Analyzing wildfire patterns and climate interactions in Campania, Italy. A multi-sensor remote sensing study

Wildfire dynamics and their interactions with climatic variables pose significant challenges in Mediterranean ecosystems. This study investigates spatiotemporal wildfire patterns in Campania, southwestern Italy, for the period 2001–2020 during the peak fire season (June–September). Burned area, land cover/use, land surface temperature (LST), and normalized difference vegetation index (NDVI) products of moderate resolution imaging spectroradiometer (MODIS) as well as the Climate Hazards Group Infrared Precipitation with Stations (CHIRPS) dataset are employed. First, the Mann–Kendall test and Sen's slope estimator are applied to each land cover/use class within each province. Next, Pearson's correlations among NDVI, LST, and precipitation are estimated at the pixel level, and their interconnections with fire activity are studied at the province level. The results reveal significant declines in grasslands across all provinces, with the strongest (−17.69 km2/year) in Avellino, and increases in grassy woodlands, e.g., +16.51 km2/year in Avellino and + 11.41 km2/year in Benevento. LST shows the strongest positive correlation with burned area in Caserta (r = 0.67), while NDVI correlates negatively with fire, with the highest magnitude in Avellino (r = −0.70). Precipitation–fire relationships are generally weak to moderate and negative, with the strongest in Benevento (r = −0.52).
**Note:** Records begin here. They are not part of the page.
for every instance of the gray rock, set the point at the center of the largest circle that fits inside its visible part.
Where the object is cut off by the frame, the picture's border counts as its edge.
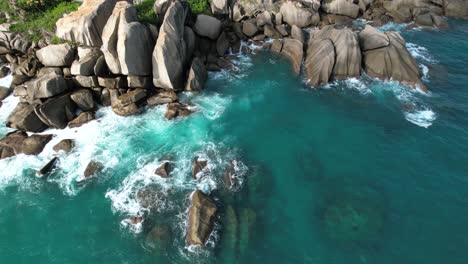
(24, 117)
(139, 82)
(86, 81)
(85, 25)
(61, 55)
(348, 52)
(169, 55)
(319, 61)
(201, 217)
(4, 92)
(81, 119)
(112, 82)
(295, 13)
(47, 86)
(197, 76)
(207, 26)
(219, 7)
(249, 28)
(56, 112)
(341, 7)
(271, 32)
(392, 62)
(222, 44)
(83, 98)
(65, 145)
(85, 65)
(296, 33)
(162, 97)
(34, 144)
(370, 38)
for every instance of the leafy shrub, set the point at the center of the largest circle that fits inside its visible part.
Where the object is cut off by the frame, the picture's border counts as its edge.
(39, 22)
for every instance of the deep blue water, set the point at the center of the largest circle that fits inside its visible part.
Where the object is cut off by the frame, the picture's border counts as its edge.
(359, 171)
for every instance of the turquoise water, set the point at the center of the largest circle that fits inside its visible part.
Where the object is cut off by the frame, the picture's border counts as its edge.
(360, 171)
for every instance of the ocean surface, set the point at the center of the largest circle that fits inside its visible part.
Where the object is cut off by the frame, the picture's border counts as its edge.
(360, 171)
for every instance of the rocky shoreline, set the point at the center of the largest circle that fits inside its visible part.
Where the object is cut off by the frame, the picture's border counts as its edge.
(112, 59)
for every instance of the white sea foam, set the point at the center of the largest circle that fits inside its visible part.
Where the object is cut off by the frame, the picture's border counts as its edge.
(422, 118)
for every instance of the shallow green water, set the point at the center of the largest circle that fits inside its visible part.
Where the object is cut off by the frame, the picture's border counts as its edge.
(359, 172)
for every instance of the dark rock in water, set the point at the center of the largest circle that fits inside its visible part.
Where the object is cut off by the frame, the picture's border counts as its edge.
(163, 170)
(222, 44)
(127, 110)
(249, 28)
(230, 178)
(81, 119)
(197, 76)
(353, 220)
(4, 71)
(276, 46)
(229, 239)
(162, 97)
(151, 197)
(42, 173)
(65, 145)
(34, 144)
(12, 144)
(177, 110)
(293, 50)
(202, 214)
(159, 238)
(198, 166)
(391, 61)
(247, 221)
(83, 98)
(4, 92)
(92, 169)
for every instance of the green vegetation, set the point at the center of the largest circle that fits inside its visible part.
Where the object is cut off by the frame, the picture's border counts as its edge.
(146, 13)
(200, 6)
(44, 21)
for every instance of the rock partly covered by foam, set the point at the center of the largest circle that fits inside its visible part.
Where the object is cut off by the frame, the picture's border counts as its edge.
(347, 51)
(85, 25)
(169, 54)
(202, 214)
(319, 62)
(389, 62)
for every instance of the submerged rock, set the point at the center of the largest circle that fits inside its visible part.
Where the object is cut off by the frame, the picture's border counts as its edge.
(177, 110)
(198, 166)
(159, 238)
(65, 145)
(201, 218)
(163, 170)
(42, 173)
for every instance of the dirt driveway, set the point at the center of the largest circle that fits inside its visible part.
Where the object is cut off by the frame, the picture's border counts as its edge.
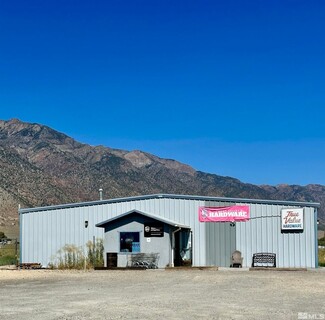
(161, 294)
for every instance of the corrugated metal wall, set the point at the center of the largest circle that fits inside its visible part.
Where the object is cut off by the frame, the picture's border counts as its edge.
(262, 233)
(45, 232)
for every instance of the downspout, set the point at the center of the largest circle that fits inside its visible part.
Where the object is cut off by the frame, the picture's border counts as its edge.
(316, 238)
(173, 246)
(20, 238)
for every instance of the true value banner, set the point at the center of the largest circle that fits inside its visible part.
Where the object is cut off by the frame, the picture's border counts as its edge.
(223, 214)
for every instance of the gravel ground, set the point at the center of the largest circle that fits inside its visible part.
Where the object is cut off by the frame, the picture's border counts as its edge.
(161, 294)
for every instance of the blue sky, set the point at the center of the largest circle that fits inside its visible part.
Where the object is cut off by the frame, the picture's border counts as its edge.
(234, 88)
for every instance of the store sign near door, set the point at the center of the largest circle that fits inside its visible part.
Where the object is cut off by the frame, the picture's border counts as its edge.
(292, 219)
(153, 230)
(224, 214)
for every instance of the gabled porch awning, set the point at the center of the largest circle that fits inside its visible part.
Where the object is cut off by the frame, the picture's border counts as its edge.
(145, 214)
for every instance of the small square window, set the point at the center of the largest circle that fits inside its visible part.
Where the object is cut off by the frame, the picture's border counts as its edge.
(129, 242)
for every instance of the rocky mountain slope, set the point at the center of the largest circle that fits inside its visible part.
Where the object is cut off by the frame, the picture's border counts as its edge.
(40, 166)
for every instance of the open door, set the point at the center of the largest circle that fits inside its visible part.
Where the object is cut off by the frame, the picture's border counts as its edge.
(183, 248)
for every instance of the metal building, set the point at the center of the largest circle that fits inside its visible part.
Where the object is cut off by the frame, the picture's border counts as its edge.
(170, 226)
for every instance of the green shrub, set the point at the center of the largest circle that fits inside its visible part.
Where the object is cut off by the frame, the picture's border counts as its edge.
(8, 260)
(72, 257)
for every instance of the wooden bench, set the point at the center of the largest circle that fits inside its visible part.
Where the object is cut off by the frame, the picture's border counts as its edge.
(264, 259)
(32, 265)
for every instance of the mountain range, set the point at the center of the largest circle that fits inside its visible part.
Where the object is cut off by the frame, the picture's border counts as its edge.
(40, 166)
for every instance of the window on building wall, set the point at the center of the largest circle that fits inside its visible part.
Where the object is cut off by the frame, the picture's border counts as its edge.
(129, 242)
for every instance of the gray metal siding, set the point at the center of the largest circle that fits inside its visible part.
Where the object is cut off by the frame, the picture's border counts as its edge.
(46, 230)
(262, 233)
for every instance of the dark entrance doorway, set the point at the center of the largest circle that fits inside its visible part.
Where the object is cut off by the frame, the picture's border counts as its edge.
(183, 248)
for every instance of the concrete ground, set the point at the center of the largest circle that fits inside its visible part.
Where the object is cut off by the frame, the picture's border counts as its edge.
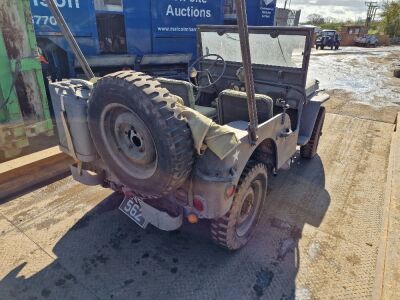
(320, 236)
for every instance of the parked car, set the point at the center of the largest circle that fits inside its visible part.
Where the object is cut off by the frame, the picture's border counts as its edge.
(328, 38)
(367, 41)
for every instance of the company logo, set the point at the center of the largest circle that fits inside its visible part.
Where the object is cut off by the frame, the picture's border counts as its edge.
(59, 3)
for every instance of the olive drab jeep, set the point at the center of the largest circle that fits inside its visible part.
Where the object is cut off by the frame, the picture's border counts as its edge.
(202, 148)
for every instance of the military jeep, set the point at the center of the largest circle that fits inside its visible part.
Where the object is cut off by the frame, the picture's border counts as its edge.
(125, 131)
(328, 38)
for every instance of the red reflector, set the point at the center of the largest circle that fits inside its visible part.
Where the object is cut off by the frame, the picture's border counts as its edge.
(230, 191)
(198, 204)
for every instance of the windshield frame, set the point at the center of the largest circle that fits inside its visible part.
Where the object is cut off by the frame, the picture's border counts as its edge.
(267, 30)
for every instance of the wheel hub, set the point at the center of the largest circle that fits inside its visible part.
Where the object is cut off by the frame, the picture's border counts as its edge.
(248, 211)
(131, 141)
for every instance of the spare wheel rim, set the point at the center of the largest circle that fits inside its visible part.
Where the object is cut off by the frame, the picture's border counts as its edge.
(129, 141)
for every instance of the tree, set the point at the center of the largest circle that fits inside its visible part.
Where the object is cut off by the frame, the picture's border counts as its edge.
(316, 19)
(391, 18)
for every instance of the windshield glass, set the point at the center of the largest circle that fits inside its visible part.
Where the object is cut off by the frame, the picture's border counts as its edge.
(282, 51)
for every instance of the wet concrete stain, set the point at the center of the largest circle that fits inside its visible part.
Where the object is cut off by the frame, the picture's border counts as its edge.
(263, 281)
(128, 282)
(59, 282)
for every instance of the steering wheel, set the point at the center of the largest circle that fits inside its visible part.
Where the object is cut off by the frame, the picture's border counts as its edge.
(199, 75)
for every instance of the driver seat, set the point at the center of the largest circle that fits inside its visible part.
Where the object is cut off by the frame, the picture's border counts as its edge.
(184, 90)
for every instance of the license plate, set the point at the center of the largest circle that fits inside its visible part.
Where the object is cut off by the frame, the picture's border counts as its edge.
(132, 208)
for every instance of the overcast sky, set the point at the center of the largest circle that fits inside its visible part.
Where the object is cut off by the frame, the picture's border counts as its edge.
(339, 9)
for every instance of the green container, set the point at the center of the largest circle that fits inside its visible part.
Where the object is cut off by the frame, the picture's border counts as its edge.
(24, 110)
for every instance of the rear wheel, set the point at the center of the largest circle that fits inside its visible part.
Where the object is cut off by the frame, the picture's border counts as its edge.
(235, 229)
(310, 150)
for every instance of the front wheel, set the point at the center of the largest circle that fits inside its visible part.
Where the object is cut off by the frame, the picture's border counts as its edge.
(235, 229)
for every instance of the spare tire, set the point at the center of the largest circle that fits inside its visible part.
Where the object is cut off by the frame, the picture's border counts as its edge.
(137, 134)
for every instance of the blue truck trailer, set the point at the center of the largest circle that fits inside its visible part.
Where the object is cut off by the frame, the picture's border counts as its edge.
(155, 36)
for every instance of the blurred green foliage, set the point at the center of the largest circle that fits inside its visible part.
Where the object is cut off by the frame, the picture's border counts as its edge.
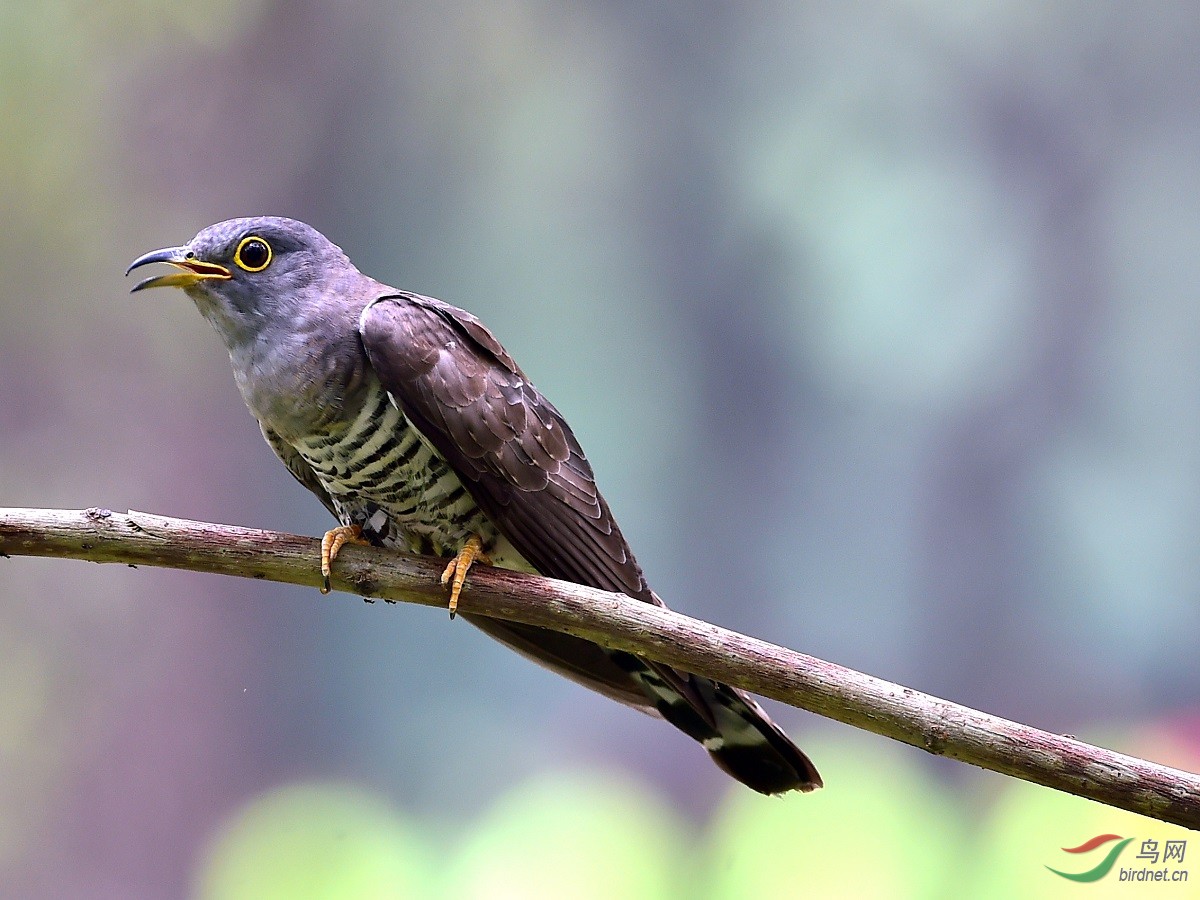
(883, 828)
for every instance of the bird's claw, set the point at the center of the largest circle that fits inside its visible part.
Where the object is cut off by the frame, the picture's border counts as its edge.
(456, 569)
(331, 544)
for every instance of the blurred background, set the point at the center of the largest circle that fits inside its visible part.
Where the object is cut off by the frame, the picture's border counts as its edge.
(879, 323)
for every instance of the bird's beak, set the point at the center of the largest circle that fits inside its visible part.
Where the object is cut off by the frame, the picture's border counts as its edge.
(191, 270)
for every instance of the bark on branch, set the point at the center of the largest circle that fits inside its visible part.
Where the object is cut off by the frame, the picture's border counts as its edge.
(611, 619)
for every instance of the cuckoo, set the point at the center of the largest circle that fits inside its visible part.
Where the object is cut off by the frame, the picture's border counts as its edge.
(417, 430)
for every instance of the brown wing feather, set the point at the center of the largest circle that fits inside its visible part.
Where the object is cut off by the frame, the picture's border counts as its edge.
(521, 463)
(511, 448)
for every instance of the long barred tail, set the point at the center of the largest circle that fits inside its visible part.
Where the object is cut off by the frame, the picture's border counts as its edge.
(754, 750)
(736, 731)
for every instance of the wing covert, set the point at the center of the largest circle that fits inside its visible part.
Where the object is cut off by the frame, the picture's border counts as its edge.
(508, 444)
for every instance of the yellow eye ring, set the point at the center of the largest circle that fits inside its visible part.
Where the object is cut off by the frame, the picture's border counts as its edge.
(253, 253)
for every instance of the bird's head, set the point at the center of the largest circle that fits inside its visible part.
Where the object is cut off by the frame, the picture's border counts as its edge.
(244, 273)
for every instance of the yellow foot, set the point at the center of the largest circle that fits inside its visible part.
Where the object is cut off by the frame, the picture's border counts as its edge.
(334, 540)
(457, 568)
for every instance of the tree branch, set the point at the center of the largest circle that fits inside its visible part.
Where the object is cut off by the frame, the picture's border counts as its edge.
(615, 621)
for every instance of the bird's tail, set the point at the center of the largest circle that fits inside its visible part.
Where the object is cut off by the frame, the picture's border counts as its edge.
(736, 731)
(751, 748)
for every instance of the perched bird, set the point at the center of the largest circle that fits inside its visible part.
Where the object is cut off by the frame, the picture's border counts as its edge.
(417, 430)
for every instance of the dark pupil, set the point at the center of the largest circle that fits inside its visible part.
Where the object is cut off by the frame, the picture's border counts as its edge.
(253, 255)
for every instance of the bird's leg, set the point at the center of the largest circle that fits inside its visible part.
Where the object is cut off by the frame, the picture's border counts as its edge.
(334, 540)
(460, 565)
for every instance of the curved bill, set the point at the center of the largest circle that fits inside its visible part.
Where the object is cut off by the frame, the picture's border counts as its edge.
(191, 269)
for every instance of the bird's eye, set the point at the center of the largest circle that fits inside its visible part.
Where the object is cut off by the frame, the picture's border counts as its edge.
(253, 255)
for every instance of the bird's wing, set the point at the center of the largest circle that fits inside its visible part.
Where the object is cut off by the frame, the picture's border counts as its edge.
(522, 465)
(298, 467)
(507, 443)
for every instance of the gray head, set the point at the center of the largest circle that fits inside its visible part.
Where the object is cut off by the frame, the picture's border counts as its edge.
(245, 273)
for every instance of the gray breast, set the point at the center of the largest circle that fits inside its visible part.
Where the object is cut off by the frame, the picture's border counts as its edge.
(384, 475)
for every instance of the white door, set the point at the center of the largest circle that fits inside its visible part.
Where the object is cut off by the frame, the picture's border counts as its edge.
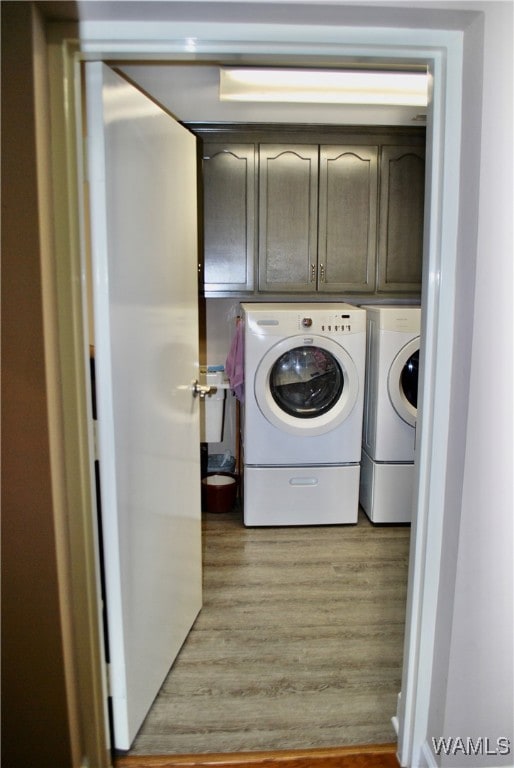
(142, 178)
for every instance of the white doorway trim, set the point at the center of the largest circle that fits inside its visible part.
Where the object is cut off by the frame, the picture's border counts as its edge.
(443, 52)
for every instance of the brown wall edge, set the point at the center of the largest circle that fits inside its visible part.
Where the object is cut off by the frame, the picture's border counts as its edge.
(372, 756)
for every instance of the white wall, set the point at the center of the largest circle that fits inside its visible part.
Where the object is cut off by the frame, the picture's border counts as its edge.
(472, 691)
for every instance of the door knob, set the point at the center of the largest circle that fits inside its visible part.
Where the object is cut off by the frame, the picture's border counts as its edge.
(202, 389)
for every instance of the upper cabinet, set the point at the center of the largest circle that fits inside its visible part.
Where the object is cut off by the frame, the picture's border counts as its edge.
(313, 217)
(347, 228)
(229, 183)
(317, 218)
(288, 217)
(402, 200)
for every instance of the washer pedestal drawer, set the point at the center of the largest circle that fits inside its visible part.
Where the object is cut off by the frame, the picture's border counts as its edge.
(301, 495)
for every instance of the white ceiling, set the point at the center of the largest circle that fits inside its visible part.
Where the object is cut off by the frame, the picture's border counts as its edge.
(190, 93)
NDVI–LST correlations are significantly negative across all provinces, with the strongest (r = −0.79) in Benevento, highlighting vegetation stress under thermal extremes. To complement the regional assessment, a case study of the 2017 wildfire on Ischia Island is also presented, employing Sentinel-2 imagery for differenced normalized burn ratio (dNBR) mapping and dynamic world land cover data for detecting short-term post-fire land cover changes. The findings highlight the importance of integrating low to high-resolution satellite images to capture both broad-scale climate–fire interactions and localized fire dynamics, supporting improved wildfire susceptibility assessment in Mediterranean landscapes.